Zachary Huang is an associate professor at Michigan State University. He says these mites use a special skill to attack bee hives. They can change how they smell, so the bees don’t know they’re there. They can actually mimic the smell of a honey bee.

In a new study in the journal Biology Letters, he found the mites could change how they smell within days.

“Mites are able to change their surface chemicals, their smell, so that the host probably won’t as easily be able to pick them off, to detect them,” he explains.

In the study, Huang found the mites could quickly change their smell to mimic different species of bees. He says understanding how this chemical camouflage works might help researchers come up with new ways to get rid of the mites.

In a blog post, Huang explains why he wanted to investigate this:

I had in mind to see how far mites can go to change their surface chemicals — the chemicals that insects often use for recognition. Honey bees, for example use these chemicals to distinguish who is their hive mates. In the case of honey bee workers, it seems the smell is a combination of genetics (from father and mother) but also smells from the environment, forming a “Gestalt” of odor.

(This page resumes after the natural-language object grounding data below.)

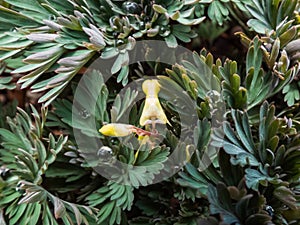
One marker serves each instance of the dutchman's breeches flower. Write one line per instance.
(152, 111)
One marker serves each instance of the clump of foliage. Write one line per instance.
(47, 45)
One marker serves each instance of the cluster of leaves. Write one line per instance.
(243, 171)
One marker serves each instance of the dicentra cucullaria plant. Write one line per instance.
(46, 46)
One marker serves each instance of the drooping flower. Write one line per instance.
(152, 111)
(117, 129)
(122, 130)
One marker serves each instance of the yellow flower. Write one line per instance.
(152, 110)
(116, 129)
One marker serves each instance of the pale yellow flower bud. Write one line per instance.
(116, 129)
(152, 110)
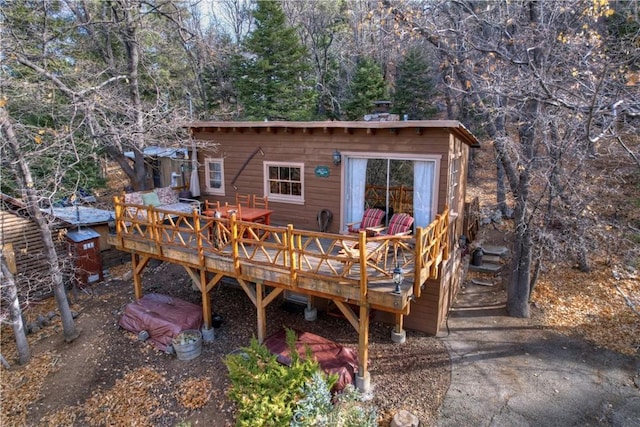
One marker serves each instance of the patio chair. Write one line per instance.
(260, 202)
(243, 199)
(210, 207)
(400, 224)
(371, 219)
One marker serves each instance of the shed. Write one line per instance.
(166, 166)
(304, 168)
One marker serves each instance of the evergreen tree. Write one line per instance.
(367, 86)
(414, 87)
(274, 79)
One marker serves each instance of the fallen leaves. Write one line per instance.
(194, 393)
(133, 400)
(590, 305)
(21, 387)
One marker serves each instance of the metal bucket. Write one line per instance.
(188, 344)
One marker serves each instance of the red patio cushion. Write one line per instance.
(400, 223)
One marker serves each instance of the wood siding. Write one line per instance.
(313, 148)
(32, 277)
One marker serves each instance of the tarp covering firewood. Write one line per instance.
(332, 357)
(162, 316)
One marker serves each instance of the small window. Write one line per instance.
(454, 183)
(214, 176)
(284, 181)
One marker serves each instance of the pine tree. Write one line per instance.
(414, 88)
(367, 86)
(274, 79)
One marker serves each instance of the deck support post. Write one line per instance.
(262, 313)
(206, 301)
(399, 335)
(363, 379)
(138, 263)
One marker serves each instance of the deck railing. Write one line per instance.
(290, 255)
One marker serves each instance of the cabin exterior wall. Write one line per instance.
(312, 148)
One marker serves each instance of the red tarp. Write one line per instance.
(332, 357)
(162, 316)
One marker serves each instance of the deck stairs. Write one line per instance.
(492, 259)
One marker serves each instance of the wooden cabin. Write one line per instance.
(305, 168)
(318, 177)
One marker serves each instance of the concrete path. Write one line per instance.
(506, 372)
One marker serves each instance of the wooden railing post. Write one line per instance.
(418, 261)
(197, 227)
(293, 259)
(363, 265)
(235, 251)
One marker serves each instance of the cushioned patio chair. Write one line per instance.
(400, 224)
(371, 218)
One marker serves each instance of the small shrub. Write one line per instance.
(317, 408)
(264, 390)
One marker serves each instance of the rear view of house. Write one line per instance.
(310, 168)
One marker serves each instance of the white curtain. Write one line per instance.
(355, 189)
(423, 180)
(194, 182)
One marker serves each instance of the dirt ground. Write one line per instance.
(108, 377)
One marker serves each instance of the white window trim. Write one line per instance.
(209, 190)
(293, 200)
(455, 175)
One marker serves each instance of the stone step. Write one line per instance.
(481, 282)
(500, 251)
(493, 259)
(486, 267)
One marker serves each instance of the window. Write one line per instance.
(214, 176)
(284, 181)
(454, 174)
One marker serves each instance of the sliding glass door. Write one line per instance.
(394, 184)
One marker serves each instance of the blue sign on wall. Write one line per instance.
(322, 171)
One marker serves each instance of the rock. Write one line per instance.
(405, 419)
(42, 321)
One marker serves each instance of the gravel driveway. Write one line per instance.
(510, 372)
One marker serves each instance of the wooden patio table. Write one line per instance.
(246, 213)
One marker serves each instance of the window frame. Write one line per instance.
(212, 190)
(277, 197)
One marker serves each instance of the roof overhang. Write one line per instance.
(453, 126)
(172, 153)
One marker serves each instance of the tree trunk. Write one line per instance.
(30, 197)
(11, 297)
(519, 284)
(501, 189)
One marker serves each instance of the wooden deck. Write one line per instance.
(267, 260)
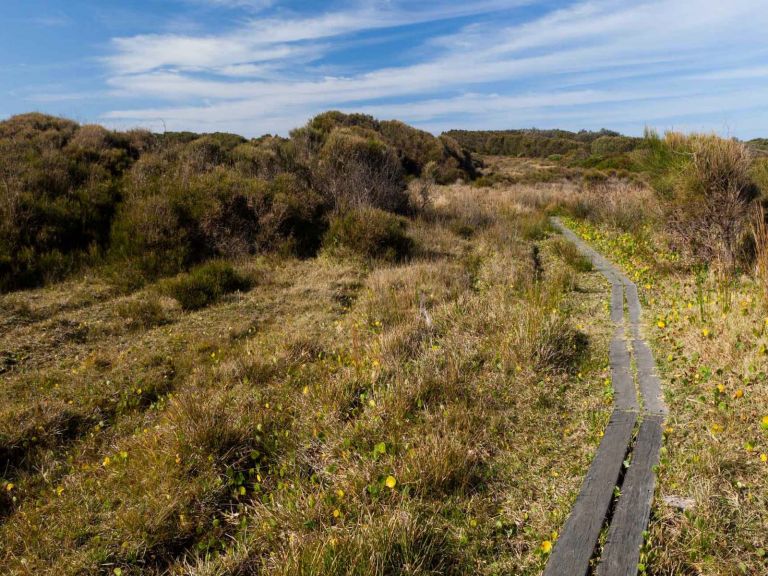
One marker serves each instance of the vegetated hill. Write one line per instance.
(150, 205)
(588, 149)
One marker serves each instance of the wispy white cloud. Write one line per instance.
(642, 58)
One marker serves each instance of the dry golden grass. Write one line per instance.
(431, 417)
(710, 342)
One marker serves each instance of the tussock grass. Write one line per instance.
(338, 419)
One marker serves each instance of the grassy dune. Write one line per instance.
(333, 415)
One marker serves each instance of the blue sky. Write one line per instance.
(266, 66)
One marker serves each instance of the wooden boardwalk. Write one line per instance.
(640, 406)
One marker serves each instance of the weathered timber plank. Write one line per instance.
(574, 549)
(625, 536)
(624, 393)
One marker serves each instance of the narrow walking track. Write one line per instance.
(596, 507)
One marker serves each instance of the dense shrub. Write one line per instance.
(204, 285)
(60, 187)
(153, 205)
(355, 169)
(370, 232)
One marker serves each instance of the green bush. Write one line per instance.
(707, 189)
(204, 285)
(369, 232)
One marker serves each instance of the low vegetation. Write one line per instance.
(142, 206)
(331, 418)
(334, 353)
(695, 244)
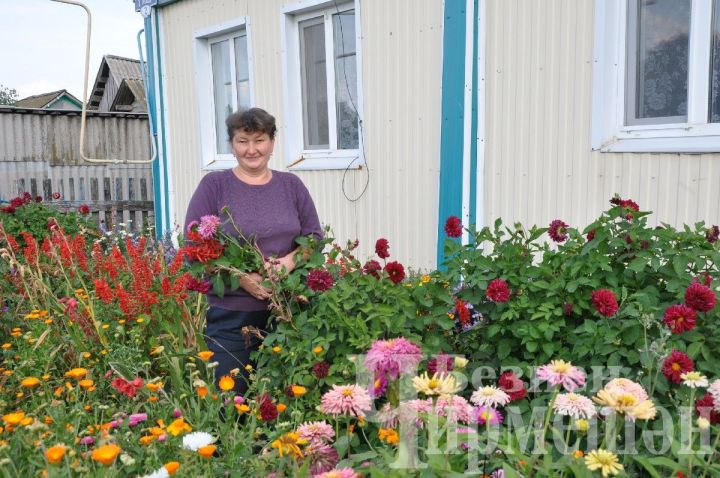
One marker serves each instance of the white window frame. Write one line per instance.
(609, 132)
(203, 38)
(296, 156)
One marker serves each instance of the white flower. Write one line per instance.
(703, 423)
(159, 473)
(694, 379)
(196, 440)
(489, 396)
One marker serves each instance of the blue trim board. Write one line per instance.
(451, 141)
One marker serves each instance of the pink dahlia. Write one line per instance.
(382, 247)
(316, 431)
(676, 364)
(574, 405)
(319, 280)
(349, 400)
(559, 372)
(395, 271)
(605, 302)
(498, 291)
(485, 415)
(558, 231)
(453, 226)
(339, 473)
(208, 226)
(679, 318)
(393, 357)
(700, 297)
(512, 385)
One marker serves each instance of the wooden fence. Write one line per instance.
(38, 154)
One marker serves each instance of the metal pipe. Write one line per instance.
(84, 109)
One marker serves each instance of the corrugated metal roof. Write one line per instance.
(44, 99)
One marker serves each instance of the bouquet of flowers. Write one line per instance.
(219, 256)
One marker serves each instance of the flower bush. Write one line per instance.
(590, 355)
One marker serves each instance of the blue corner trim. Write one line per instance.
(451, 142)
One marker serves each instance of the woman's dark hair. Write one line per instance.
(254, 120)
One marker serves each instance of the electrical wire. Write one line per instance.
(360, 121)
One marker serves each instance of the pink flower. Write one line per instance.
(208, 226)
(559, 372)
(605, 302)
(558, 231)
(381, 248)
(316, 431)
(574, 405)
(319, 280)
(498, 291)
(393, 357)
(485, 415)
(453, 226)
(349, 400)
(679, 318)
(700, 297)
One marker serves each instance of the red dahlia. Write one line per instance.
(676, 364)
(395, 271)
(558, 231)
(512, 385)
(498, 291)
(700, 297)
(705, 408)
(319, 280)
(679, 318)
(605, 302)
(381, 248)
(453, 226)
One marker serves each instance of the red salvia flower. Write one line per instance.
(605, 302)
(676, 364)
(558, 231)
(498, 291)
(679, 318)
(395, 271)
(453, 226)
(700, 297)
(381, 248)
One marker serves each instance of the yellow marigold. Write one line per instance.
(54, 454)
(30, 382)
(13, 418)
(76, 373)
(226, 383)
(298, 390)
(389, 436)
(106, 454)
(207, 451)
(178, 426)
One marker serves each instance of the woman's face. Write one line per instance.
(252, 150)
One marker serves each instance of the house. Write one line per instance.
(399, 114)
(55, 100)
(118, 86)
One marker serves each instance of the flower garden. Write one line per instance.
(593, 353)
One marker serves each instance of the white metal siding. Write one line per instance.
(402, 68)
(539, 165)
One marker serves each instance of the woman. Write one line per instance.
(272, 208)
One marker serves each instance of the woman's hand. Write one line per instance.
(252, 283)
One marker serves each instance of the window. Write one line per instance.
(656, 76)
(224, 85)
(321, 73)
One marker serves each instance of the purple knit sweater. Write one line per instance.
(274, 214)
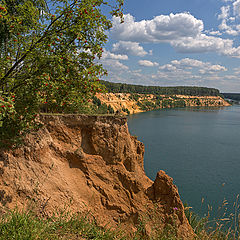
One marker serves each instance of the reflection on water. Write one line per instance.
(198, 147)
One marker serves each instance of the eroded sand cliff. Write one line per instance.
(133, 102)
(93, 164)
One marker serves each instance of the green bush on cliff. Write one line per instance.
(47, 52)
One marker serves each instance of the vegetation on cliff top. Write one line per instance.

In the case of the notorious varroa mites, we know that they can change their surface chemicals to match the developmental stage of their hosts: a mite will smell more like a pupae if the host is at the pupae stage, and more like an adult bee when the bee is ready to emerge. I thought perhaps we can challenge mites to see if they could smell like a honey bee of an entirely different species? Nobody has done this before and this can be challenging.